Gesti ingenui o distratti, o forse anche in parte basati su una ancora mancanza di consapevolezza che aleggia in ogni settore, legata a una scarsa preparazione in materia. Facile da credere, visto che secondo la ricerca Cisco, anche nei team dedicati, si fatica a trovare veri e propri esperti. Se il 74% delle aziende segnala difficoltà nel trovare talenti, il 38% ammette di avere almeno dieci ruoli legati alla cybersecurity rimasti non coperti. Un team di sicurezza “fantasma” che richiede investimenti, come molti altri aspetti messi in luce dal report. Report che interroga le aziende anche sui budget che desiderano riservare alla protezione: quasi tutte hanno intenzione di aumentarlo (94%), il 36% per aggiornare la propria infrastruttura IT entro un paio di anni.

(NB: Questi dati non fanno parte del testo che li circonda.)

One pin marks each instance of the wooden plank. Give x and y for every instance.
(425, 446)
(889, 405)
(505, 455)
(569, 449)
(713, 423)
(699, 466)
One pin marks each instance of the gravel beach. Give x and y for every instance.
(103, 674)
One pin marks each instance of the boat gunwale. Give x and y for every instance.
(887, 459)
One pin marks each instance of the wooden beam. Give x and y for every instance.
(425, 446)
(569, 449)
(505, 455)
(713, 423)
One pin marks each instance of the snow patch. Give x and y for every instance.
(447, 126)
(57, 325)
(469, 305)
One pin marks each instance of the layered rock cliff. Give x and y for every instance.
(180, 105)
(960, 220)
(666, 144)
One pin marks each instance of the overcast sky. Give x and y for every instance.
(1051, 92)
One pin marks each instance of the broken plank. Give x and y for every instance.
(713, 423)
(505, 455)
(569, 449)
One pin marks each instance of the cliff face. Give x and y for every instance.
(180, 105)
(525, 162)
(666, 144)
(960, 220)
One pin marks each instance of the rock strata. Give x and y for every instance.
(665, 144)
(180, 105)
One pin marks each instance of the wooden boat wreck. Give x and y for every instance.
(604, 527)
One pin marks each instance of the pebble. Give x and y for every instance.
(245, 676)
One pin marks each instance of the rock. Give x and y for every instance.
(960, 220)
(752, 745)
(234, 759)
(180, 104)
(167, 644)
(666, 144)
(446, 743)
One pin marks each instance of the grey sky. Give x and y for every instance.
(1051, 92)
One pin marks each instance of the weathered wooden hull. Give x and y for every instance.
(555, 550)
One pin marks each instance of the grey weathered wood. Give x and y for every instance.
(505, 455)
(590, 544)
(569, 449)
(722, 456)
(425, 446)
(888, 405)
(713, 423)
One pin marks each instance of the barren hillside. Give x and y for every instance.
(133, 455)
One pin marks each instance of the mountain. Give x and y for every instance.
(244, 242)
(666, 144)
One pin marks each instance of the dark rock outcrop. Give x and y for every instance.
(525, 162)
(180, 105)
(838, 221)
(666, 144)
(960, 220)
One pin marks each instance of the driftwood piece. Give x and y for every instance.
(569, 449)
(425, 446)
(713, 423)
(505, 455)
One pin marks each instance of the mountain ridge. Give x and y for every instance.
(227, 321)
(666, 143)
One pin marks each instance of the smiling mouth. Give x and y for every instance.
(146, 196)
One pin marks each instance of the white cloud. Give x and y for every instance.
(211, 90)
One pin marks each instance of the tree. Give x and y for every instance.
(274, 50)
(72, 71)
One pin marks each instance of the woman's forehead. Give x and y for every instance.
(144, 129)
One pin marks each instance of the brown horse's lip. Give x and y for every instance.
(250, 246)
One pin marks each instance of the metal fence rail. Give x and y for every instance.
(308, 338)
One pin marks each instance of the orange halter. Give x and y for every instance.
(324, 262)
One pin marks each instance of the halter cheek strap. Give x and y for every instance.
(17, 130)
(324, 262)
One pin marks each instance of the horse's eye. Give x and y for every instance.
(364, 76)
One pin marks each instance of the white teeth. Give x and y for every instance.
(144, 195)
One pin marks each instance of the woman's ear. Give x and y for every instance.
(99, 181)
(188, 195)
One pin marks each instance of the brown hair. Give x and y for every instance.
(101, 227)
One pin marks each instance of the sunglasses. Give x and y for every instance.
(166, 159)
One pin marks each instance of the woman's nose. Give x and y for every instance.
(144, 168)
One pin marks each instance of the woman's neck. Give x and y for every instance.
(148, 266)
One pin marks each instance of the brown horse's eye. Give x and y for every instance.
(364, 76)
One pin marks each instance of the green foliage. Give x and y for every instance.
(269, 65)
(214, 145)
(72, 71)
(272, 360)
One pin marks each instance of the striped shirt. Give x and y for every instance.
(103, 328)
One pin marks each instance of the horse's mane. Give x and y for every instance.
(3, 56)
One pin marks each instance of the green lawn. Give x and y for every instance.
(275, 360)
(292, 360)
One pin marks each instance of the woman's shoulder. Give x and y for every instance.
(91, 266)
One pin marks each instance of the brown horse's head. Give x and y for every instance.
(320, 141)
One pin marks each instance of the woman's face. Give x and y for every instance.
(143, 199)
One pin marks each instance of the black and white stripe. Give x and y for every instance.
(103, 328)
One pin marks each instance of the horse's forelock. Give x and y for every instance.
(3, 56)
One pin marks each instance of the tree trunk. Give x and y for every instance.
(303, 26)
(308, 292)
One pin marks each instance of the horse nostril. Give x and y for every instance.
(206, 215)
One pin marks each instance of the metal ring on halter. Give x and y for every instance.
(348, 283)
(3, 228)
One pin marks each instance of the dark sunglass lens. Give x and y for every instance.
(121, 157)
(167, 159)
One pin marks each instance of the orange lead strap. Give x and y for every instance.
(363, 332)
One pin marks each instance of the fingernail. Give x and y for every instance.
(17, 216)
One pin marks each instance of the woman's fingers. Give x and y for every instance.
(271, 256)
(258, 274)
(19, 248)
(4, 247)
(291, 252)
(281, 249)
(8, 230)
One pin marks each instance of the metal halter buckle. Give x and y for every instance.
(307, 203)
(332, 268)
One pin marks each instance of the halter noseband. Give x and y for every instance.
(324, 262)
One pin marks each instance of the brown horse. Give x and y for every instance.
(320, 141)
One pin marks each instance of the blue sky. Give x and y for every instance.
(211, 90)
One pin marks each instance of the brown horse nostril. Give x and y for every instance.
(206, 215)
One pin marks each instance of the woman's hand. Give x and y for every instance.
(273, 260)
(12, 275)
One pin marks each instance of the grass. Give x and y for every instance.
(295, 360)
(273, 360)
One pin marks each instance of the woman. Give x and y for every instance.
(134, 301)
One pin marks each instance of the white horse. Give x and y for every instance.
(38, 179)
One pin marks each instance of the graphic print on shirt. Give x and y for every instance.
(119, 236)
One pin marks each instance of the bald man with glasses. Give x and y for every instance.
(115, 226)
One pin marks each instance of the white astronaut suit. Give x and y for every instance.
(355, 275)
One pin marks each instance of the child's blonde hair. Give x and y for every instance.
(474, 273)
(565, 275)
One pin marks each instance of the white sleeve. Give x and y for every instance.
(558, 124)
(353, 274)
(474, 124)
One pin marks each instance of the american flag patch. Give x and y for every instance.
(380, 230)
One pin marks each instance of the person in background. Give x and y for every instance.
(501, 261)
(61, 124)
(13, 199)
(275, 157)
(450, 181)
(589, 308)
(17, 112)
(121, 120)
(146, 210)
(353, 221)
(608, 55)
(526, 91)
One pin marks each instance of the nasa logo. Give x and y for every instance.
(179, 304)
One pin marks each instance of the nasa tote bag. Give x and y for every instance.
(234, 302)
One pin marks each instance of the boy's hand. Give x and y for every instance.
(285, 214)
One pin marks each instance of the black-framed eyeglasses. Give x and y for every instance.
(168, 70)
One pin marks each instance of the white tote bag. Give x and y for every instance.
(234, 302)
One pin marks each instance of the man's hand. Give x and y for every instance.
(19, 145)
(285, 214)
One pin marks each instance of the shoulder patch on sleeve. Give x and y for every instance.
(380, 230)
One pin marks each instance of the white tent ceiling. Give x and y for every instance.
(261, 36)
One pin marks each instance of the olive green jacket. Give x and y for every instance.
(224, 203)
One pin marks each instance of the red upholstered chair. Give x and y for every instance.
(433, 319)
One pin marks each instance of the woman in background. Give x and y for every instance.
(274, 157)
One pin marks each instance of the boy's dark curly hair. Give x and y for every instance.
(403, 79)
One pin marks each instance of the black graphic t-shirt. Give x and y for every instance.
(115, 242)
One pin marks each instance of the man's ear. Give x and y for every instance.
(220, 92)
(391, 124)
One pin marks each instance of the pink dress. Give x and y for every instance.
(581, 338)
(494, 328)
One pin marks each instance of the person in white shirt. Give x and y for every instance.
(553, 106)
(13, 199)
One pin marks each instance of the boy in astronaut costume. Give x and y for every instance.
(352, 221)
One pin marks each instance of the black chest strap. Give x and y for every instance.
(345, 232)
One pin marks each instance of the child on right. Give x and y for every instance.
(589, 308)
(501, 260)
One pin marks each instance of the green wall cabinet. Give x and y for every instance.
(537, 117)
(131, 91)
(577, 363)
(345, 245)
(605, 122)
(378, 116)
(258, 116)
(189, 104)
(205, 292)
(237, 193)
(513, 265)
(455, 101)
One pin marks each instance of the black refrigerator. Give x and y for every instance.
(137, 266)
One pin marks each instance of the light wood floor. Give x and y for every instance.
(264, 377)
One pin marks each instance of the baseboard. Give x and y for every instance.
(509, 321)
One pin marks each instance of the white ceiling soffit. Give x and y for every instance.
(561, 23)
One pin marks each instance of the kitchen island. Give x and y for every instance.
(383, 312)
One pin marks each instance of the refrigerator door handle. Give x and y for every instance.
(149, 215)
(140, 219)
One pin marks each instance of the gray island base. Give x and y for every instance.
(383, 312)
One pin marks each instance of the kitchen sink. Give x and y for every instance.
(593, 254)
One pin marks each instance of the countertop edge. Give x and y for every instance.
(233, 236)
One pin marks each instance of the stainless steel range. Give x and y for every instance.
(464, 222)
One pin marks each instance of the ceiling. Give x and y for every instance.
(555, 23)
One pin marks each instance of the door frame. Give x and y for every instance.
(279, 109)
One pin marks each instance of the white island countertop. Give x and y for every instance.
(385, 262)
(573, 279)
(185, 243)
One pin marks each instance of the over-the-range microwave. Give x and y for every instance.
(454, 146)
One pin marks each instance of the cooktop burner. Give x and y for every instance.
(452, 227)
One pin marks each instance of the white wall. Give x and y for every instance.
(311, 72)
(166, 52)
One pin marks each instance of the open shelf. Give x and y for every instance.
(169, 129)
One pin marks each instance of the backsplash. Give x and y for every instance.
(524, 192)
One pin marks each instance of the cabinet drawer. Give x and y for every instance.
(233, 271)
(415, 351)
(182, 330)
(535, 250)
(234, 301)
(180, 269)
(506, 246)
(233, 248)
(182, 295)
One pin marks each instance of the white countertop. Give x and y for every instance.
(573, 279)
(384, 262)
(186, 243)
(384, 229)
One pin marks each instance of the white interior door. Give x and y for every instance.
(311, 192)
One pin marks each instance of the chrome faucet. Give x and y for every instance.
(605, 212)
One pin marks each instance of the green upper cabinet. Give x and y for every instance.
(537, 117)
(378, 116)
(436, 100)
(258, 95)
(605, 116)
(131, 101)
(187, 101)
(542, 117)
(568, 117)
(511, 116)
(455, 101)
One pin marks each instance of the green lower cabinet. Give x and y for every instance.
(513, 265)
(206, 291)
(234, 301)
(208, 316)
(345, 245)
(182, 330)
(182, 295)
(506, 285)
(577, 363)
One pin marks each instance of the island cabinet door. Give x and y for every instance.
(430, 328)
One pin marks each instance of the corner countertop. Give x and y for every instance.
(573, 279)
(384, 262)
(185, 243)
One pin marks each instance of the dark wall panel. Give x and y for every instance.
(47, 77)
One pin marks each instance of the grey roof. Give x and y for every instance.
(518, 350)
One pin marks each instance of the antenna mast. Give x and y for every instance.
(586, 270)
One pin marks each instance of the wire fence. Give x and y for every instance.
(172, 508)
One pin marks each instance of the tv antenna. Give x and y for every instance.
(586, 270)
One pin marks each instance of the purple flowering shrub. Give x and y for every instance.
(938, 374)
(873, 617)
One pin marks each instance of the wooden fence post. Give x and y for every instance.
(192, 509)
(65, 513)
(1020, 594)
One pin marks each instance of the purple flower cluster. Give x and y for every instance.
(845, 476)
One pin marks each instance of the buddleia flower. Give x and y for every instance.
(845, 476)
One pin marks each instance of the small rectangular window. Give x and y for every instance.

Soluzioni integrate e semplici, per affrontare la complessità
Più della metà delle aziende interpellate mira anche a implementare nuove soluzioni (64%) e investire in AI (46%). Un buon segno, il segnale che l’allearsi con le nuove tecnologie non solo è possibile, ma anche urgente e necessario. Di fronte a soluzioni di cybersecurity troppo complesse e ad ambienti di lavoro ibridi che rendono ancora più ingestibili le strategie di difesa, secondo Cisco servirebbe accelerare gli investimenti per la cybersecurity scommettendo su soluzioni di piattaforma e rafforzando la resilienza delle reti. Come? Anche aumentando l’uso dell’AI generativa, e allo stesso tempo lavorando per colmare il divario di competenze.
Servono soluzioni integrate e supportate dall’intelligenza artificiale per affrontare quella che Fabio Florio, Responsabile Sviluppo Business Smart City e CDA Leader di Cisco, definisce “una complessità senza precedenti”. Una complessità di cybersicurezza che non farà che aumentare, motivo per cui servono “soluzioni integrate, resilienti e semplici, in grado di ridurre i tempi di rilevamento, risposta e recupero in caso di attacco.”